Change density default bw = "nrd0" to bw = "sj"#5854
Conversation
|
I'm not sure I think this is worth the breaking change to be honest... I probably miss a compelling example of when it would improve a visualisation |
|
I don't know enough about these bandwidth estimators to make a qualified judgement. However, this post shares some thoughts. library(ggplot2)
set.seed(0)
df <- data.frame(x = c(
runif(20, 9, 11),
runif(10, 19, 21),
runif(20, 29, 31),
runif(30, 39, 41)
))
ggplot(df, aes(x)) +
geom_density(bw = "nrd0") +
geom_rug() +
ggtitle("bw = 'nrd0'")Whereas ggplot(df, aes(x)) +
geom_density(bw = "sj") +
geom_rug() +
ggtitle("bw = 'sj'")Counter-argument might be that if you have some exponential data, df <- data.frame(x = rexp(1000))
ggplot(df, aes(x)) +
geom_density(bw = "nrd0", bounds = c(0, Inf)) +
geom_rug() +
ggtitle("bw = 'nrd0'")Whereas ggplot(df, aes(x)) +
geom_density(bw = "sj", bounds = c(0, Inf)) +
geom_rug() +
ggtitle("bw = 'sj'")Created on 2024-05-20 with reprex v2.1.0 It is probably a trade-off that I cannot motivate very well. |
|
I could perhaps dig up some examples if there is interest. I changed the ggdist default to the equivalent of |
|
For example set.seed(20240522)
data.frame(x = rlnorm(10000)) |>
ggplot() +
geom_density(aes(x, color = "sj"), bw = "sj", bounds = c(0, Inf), n = 1000) +
geom_density(aes(x, color = "nrd0"), bw = "nrd0", bounds = c(0, Inf), n = 1000) +
geom_function(fun = dlnorm, n = 1000, linetype = "22") +
coord_cartesian(xlim = c(0,5))It is worth pointing out that density(rep(1, 10), bw = "SJ")

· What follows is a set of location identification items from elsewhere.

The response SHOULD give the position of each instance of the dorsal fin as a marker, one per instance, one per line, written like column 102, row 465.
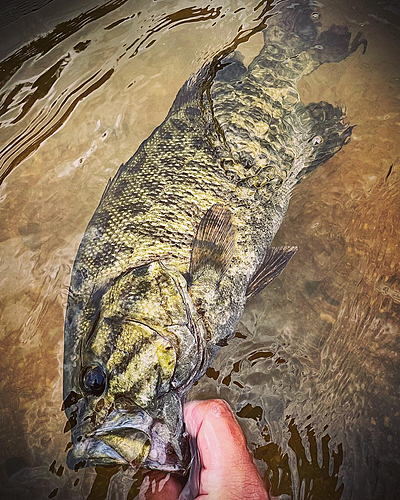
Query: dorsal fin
column 274, row 262
column 213, row 244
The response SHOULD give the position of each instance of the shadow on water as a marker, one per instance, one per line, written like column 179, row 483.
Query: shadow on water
column 313, row 372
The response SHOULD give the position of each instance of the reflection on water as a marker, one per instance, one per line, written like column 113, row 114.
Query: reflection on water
column 313, row 371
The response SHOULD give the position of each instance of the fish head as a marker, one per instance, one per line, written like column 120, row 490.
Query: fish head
column 124, row 395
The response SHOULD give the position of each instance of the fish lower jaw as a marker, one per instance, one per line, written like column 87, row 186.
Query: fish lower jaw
column 91, row 452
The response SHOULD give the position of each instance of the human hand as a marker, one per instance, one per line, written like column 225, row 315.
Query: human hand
column 227, row 472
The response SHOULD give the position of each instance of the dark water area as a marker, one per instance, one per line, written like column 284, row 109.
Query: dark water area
column 313, row 372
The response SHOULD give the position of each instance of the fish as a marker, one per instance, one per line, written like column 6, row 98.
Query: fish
column 182, row 239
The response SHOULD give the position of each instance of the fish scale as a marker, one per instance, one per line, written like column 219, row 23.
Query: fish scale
column 181, row 240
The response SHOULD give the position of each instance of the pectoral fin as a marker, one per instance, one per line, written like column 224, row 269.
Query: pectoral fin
column 213, row 245
column 273, row 264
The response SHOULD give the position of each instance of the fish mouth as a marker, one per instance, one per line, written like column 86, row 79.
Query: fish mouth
column 137, row 441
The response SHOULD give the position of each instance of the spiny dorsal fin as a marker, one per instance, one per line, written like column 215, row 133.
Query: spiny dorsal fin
column 213, row 245
column 274, row 262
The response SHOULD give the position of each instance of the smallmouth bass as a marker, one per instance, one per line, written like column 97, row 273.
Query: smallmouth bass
column 181, row 240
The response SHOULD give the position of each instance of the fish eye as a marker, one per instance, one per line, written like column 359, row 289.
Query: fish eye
column 316, row 140
column 93, row 380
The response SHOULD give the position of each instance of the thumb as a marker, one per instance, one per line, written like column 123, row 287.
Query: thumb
column 228, row 468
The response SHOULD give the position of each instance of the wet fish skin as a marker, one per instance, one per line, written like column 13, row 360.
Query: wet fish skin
column 181, row 240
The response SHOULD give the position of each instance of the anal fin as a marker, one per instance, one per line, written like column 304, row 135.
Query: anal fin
column 274, row 262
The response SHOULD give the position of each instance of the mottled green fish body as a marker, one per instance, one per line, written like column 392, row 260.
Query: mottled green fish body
column 182, row 238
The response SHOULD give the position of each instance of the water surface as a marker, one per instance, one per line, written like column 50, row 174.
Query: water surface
column 313, row 372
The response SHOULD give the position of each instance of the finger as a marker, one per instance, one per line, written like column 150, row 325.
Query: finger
column 228, row 468
column 158, row 485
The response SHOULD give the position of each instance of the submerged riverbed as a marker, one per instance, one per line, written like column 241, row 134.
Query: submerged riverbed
column 313, row 372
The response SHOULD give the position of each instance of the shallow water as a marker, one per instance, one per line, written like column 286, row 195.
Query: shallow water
column 313, row 373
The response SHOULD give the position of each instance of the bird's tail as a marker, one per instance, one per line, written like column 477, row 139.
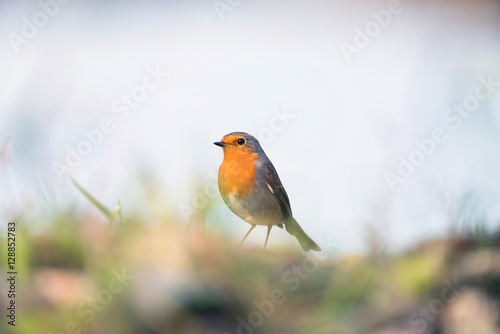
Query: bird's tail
column 305, row 241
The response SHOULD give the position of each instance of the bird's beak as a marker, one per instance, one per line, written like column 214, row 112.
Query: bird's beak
column 220, row 143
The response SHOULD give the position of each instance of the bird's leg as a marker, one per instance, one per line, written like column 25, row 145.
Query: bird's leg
column 246, row 235
column 267, row 236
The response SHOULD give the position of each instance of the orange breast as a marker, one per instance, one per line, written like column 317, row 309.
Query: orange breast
column 237, row 172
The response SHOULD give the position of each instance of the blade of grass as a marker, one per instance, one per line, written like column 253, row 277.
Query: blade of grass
column 110, row 215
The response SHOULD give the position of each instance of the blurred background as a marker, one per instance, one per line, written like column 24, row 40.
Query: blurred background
column 346, row 98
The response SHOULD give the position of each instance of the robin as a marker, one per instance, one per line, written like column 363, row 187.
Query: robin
column 251, row 188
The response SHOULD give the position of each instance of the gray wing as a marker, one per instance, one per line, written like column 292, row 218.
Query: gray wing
column 278, row 190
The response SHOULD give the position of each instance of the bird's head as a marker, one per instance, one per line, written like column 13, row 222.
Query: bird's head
column 239, row 143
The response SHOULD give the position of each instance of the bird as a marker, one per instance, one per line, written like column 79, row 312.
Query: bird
column 252, row 189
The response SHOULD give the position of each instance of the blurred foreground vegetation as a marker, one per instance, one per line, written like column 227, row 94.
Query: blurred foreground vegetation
column 83, row 274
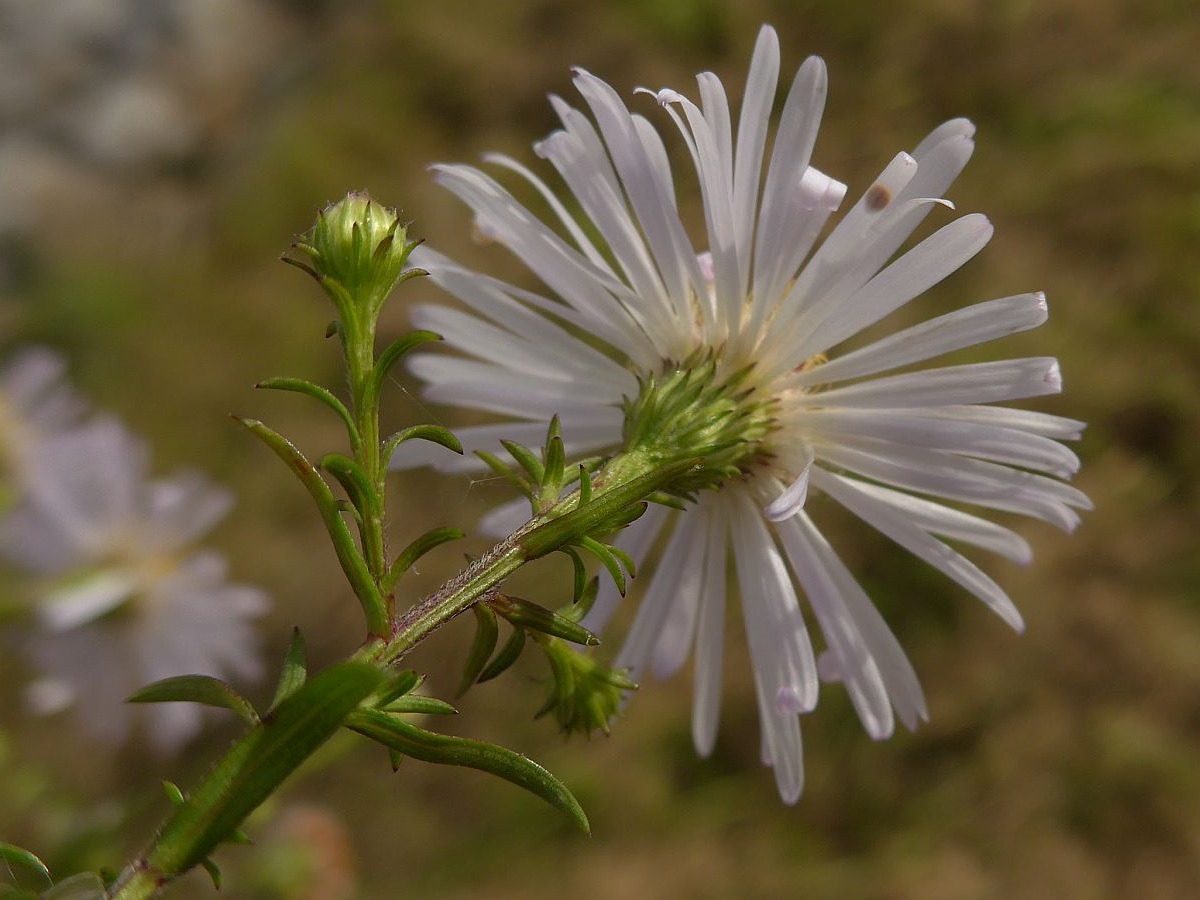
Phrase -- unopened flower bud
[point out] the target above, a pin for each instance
(358, 250)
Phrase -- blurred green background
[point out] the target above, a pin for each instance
(139, 237)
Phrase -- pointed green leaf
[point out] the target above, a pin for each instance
(352, 562)
(316, 391)
(353, 480)
(85, 886)
(585, 487)
(553, 466)
(294, 672)
(486, 635)
(12, 855)
(259, 762)
(420, 706)
(414, 551)
(539, 618)
(613, 504)
(504, 471)
(625, 559)
(205, 690)
(403, 683)
(526, 459)
(435, 433)
(427, 747)
(582, 605)
(173, 793)
(214, 873)
(607, 559)
(396, 349)
(580, 573)
(509, 654)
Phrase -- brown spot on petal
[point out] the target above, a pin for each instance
(877, 198)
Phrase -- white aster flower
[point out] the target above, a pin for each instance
(123, 599)
(765, 295)
(36, 402)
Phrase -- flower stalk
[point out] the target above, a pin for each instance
(357, 252)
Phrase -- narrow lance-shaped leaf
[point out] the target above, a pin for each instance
(352, 562)
(355, 483)
(580, 570)
(418, 705)
(435, 433)
(613, 504)
(213, 870)
(414, 551)
(258, 763)
(504, 471)
(402, 683)
(539, 618)
(509, 654)
(552, 475)
(607, 559)
(205, 690)
(84, 886)
(427, 747)
(486, 635)
(527, 460)
(12, 855)
(294, 672)
(325, 396)
(396, 351)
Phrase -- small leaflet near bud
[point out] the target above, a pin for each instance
(585, 696)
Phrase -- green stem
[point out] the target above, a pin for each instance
(360, 366)
(215, 803)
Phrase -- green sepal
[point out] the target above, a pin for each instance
(414, 551)
(538, 618)
(353, 480)
(205, 690)
(607, 559)
(402, 683)
(294, 672)
(509, 654)
(259, 762)
(435, 433)
(348, 555)
(427, 747)
(420, 706)
(315, 390)
(526, 460)
(213, 870)
(487, 633)
(84, 886)
(400, 347)
(173, 793)
(12, 855)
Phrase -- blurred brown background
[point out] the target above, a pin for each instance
(156, 157)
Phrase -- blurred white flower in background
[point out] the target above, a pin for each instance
(120, 595)
(36, 402)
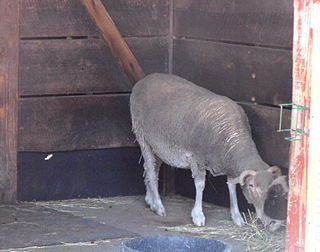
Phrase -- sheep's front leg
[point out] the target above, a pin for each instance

## Error in bw.SJ(x, method = "ste") : sample is too sparse to find TDggdist handles this by falling back to |
|
Thanks @mjskay, I appreciate your thoughts on the matter. I tend to agree with you and the authors of |





This PR aims to fix #3825.
Briefly,
?densityrecommends the"sj"method over the"nrd0"default. This change propagates that recommendation to ggplot2's density calculations.Some details:
calc_bw()andprecompute_bw()were doing the exact same task, so I merged these.var(x) == 0, most of thestats::bw.*()functions throw an error, so we keepbw.nrd0()for these degenerate cases because it will not throw an error.